Dani Shapiro
March 24, 2011

On Looking Inward

Increasingly, we are scattered.  Our days are spent answering emails, blogging, tweeting, list-making, building platforms, surfing the internet–in short, doing everything but writing.  Quiet is something we have to demand of ourselves, rather than simply being our natural state.  Meditate, and you realize it: that in-out of the breath, the way our minds, when we are able to leave them alone, are like shaken-up snow globes, all that flurry of white slowly drifting, settling down.  We want to be quiet.  We crave silence.  We need to look inward, rather than endlessly outward, but it’s hard.  And it gets harder every day.

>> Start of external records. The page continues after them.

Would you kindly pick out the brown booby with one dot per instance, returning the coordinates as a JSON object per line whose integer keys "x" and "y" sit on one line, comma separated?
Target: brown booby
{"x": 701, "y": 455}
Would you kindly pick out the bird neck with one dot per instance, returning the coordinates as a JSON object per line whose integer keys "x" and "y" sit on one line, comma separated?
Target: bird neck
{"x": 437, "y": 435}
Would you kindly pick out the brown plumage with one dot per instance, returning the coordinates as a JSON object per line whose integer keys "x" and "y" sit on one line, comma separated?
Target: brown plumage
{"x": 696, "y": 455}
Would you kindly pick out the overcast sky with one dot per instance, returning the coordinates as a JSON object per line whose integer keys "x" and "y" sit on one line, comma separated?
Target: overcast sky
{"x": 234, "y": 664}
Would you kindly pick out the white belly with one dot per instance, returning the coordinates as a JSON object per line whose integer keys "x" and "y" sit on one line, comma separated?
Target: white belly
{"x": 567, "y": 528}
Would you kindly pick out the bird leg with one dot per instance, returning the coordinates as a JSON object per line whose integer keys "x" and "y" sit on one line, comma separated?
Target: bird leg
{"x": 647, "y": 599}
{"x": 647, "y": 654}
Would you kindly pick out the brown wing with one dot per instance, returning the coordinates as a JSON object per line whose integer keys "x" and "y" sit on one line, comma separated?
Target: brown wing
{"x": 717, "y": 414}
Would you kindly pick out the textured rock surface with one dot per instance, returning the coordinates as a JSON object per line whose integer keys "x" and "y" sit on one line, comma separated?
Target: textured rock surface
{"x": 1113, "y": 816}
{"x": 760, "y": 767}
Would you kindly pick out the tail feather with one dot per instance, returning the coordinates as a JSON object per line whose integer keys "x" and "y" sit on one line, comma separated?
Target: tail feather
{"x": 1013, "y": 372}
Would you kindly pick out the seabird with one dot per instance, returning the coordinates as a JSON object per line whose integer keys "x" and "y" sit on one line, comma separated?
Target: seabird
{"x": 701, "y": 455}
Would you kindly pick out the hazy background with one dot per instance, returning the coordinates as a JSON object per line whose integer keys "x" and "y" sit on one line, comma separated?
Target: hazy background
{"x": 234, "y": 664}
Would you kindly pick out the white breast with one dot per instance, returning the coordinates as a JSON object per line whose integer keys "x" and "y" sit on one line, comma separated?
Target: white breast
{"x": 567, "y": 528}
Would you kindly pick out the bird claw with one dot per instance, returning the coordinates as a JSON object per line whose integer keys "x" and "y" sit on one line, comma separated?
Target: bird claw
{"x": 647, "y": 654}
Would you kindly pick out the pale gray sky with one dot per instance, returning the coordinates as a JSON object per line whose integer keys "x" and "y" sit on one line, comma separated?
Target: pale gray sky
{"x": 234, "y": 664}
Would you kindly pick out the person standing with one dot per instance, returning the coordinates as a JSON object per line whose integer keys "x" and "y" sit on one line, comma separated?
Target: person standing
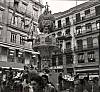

I am ashamed to admit how much I look outward–for validation of what I do, for small bits of information about myself (ooh, there’s another Amazon reader comment, there’s a blogger or critic who likes me, there’s a mention or a photo in a newspaper!) that makes me feel like I exist.  I’m mortified by this part of myself, and may even erase this before posting it, because who wants to admit such a thing?  Except that I know I’m far from alone.  My entire creative life is about focusing inward, and yet, with a single keystroke, I can access everything that’s out there.  People respond to my work, or they don’t.  They prefer certain of my books to others.  They compare me to other writers.  They wonder (seriously, this was a term used on a google search) whether I’m a real blonde.  (Yes, with a little help from my friend.)  But should I know all this?  Would I care if I didn’t?  The chatter has always existed.  It’s our access to the chatter that’s changed.  And that access creates a pull, a need, a desire to know more, more, more–as if that knowledge does anything for us.  As if that knowledge changes anything.

When I was in the midst of writing my first novel, I lived on the top floor of a building on the upper west side, in a small apartment with slanted ceilings.  A friend who lived in a grander apartment on a lower floor had a single room–a former maid’s room–on my floor, which he let me use as a writing studio.  Each morning I would leave my apartment in my pajamas with with my beloved Yorkshire terrier Gus, and we’d trot down the hall about twenty paces to that room.  All that was in the room was a desk, a chair, and a rug for Gus.  A window overlooked the center courtyard of the building.  I had no phone, certainly no internet.  Nothing but me, my dog, that window, my big old computer, and a pack of Marlboro reds.  I spent my days this way.  Looking inward.  I wasn’t wondering what, if anything, anyone out there thought of me, or the work I was doing.  I simply did it.  Day in, day out.

Like breathing.  Alone, silent.  That useless flurry of white, settling down.